First read: 1995
Owned since: 1995
Most books about writing are useless or worse. The point of writing is to be able to find your own voice on paper, and no one can teach you how to do that; you have to figure it out for yourself.
A good coach or guide can help, though, and this book is one of the best. In fact, this book is one of the only ones I recommend to clients or aspiring writers; the others will be subjects of later posts this week.

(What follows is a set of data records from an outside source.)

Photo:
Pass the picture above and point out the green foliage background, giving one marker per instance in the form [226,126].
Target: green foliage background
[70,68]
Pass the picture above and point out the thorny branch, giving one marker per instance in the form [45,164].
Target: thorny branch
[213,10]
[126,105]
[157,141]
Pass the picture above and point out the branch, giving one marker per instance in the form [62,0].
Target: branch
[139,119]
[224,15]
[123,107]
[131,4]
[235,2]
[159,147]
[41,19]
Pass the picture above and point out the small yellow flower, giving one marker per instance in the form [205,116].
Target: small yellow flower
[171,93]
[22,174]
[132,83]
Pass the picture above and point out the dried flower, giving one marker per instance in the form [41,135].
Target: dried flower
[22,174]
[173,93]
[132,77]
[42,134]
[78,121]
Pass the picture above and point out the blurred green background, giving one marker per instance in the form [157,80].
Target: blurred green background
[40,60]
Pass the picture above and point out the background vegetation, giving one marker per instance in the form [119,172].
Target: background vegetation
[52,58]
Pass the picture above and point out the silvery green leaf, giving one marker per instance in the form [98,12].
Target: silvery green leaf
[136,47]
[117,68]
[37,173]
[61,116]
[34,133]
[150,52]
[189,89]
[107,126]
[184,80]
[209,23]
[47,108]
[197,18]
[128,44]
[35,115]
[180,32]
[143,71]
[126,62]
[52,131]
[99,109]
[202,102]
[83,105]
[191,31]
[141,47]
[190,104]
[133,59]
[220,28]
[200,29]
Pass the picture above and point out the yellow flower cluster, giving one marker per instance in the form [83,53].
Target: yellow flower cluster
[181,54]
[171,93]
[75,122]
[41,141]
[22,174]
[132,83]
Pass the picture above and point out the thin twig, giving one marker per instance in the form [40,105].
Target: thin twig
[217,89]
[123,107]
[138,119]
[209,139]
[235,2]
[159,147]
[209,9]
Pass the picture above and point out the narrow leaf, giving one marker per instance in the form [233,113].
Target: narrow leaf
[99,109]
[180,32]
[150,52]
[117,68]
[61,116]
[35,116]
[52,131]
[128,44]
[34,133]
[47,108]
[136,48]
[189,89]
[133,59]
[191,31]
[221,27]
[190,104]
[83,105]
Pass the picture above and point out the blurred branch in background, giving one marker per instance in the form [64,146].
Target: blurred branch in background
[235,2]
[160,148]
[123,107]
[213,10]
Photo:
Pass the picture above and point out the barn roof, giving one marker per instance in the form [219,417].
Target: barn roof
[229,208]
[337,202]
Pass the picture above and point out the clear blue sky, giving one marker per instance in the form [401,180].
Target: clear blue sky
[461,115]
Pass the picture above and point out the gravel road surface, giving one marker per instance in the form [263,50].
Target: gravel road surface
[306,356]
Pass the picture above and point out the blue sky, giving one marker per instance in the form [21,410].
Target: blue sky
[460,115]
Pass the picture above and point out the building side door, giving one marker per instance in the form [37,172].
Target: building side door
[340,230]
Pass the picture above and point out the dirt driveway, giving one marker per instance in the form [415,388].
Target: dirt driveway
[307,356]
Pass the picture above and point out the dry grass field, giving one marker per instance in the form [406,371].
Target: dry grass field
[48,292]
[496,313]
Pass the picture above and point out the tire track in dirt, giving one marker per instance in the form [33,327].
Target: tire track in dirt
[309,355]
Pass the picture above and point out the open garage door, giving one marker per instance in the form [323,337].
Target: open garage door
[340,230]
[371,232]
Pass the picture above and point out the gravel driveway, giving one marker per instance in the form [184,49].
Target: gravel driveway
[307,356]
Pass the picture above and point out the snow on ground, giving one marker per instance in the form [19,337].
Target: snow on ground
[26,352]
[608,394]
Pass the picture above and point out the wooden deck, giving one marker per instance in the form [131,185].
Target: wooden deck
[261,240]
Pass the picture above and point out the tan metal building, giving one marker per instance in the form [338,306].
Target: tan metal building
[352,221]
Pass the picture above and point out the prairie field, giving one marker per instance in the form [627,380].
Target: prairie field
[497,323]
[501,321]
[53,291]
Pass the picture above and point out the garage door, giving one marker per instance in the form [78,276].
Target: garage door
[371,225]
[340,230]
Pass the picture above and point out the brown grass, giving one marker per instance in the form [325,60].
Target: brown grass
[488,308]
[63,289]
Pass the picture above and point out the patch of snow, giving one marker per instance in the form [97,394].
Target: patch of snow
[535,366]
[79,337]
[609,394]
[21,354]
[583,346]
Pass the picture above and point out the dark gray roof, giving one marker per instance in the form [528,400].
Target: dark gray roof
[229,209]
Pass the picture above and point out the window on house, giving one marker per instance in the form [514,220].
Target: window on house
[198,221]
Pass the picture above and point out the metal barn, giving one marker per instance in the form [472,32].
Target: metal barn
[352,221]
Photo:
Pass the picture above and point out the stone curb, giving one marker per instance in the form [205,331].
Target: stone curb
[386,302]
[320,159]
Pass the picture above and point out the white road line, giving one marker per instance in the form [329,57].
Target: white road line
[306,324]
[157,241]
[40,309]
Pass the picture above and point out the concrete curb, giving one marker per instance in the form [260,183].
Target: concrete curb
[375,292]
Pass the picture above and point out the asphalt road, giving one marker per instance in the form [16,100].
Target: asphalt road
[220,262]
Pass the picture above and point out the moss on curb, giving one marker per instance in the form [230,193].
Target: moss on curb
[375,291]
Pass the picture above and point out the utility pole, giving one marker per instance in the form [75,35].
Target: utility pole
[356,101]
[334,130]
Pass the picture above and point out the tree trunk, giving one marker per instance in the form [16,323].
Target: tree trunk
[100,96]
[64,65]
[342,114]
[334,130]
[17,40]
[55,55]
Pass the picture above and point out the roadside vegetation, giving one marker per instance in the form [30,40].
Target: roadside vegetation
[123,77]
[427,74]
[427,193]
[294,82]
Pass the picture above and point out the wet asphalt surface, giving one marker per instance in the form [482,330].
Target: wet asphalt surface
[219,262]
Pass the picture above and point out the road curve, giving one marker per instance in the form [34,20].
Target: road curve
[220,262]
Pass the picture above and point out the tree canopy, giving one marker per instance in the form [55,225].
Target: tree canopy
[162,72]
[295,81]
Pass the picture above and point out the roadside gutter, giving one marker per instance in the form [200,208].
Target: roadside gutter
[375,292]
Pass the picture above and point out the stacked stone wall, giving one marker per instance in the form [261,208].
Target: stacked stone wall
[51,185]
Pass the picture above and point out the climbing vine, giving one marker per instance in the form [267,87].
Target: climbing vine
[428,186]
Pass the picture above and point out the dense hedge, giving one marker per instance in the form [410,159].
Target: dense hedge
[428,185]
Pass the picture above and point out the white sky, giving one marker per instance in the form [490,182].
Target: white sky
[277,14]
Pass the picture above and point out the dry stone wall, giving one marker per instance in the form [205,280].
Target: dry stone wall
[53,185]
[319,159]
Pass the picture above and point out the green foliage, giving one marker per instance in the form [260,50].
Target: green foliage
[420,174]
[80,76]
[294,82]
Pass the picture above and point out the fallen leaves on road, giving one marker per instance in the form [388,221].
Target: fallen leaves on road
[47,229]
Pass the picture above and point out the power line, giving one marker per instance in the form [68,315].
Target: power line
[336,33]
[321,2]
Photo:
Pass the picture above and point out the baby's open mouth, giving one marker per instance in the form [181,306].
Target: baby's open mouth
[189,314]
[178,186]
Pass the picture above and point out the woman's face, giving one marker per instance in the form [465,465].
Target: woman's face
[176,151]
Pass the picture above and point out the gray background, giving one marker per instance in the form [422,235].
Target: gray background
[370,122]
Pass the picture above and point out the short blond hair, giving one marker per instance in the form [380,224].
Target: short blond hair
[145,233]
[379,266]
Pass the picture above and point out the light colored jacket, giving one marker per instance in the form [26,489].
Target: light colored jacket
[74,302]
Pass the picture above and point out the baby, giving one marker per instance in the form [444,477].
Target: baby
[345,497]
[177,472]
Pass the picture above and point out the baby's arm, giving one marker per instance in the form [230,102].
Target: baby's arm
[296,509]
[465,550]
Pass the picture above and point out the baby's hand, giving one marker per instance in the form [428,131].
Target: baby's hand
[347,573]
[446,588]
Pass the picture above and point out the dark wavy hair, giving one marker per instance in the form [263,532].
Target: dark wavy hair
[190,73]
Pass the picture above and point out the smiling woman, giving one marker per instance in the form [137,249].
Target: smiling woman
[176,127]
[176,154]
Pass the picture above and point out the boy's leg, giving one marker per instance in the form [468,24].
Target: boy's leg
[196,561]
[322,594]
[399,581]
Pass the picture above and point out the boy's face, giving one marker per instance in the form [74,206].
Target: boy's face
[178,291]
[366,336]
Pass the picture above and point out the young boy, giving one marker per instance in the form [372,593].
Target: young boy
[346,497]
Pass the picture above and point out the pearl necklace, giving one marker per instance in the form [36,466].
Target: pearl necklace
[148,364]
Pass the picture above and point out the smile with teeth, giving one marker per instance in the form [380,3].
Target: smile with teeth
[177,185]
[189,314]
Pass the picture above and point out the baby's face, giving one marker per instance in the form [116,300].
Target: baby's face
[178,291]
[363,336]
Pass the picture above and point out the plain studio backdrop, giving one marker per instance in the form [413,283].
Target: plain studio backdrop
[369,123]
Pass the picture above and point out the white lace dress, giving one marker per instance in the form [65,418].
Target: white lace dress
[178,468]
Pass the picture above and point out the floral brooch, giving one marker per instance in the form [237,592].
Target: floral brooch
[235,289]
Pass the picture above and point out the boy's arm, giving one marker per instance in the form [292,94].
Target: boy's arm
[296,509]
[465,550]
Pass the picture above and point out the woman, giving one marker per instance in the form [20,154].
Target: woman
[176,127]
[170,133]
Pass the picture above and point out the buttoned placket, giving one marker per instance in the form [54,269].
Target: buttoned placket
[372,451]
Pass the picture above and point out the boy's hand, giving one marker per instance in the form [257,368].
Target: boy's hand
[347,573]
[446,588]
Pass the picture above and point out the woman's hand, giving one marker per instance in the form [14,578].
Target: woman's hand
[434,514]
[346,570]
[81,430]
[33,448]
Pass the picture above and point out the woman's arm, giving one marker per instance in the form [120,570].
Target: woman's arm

The irony here is that I'm not a fan of Lamott's fiction. I prefer her memoirs, and include this book among those, since it's very personal. In fact, much of the material here echoes Lamott's earlier memoir, Operating Instructions: A Journal of My Son's First Year, although the focus is different. But one of Lamott's points is that the writing process is similar for everyone, regardless of what they produce.
The act of writing is a leap of faith, and Lamott's particular strength is her ability to discuss it that way. One of the book's best chapters is "Radio Station KFKD" (say it out loud, as a word), a discussion of how writers sabotage themselves. KFKD plays in our heads:
Out of the right speaker in your inner ear will come the endless stream of self-aggrandizement, the recitation of one's specialness, of how much more open and gifted and brilliant and knowing and misunderstood and humble one is. Out of the left speaker will be the rap songs of self-loathing, the lists of all the things one doesn't do well, of all the mistakes one has made today and over an entire lifetime, the doubt, the assertion that everything one touches turns to...
It goes on like that for a while. The left speaker's always louder than the right one, at least for me. But Lamott says the key to ignoring it is first to simply acknowledge that it's there. It's like the truck noise on Water Street, outside my bedroom window. I heard it the first few days I lived in this apartment; now I never hear it at all. It is not relevant to whatever else I am doing, and neither is Radio Station KFKD.
2 comments:
Bad influence is a bit strong. "Fun enablers" is closer to the mark.
I love this book. And you're right, it's quite a bit a memoir as much as it is a writing book.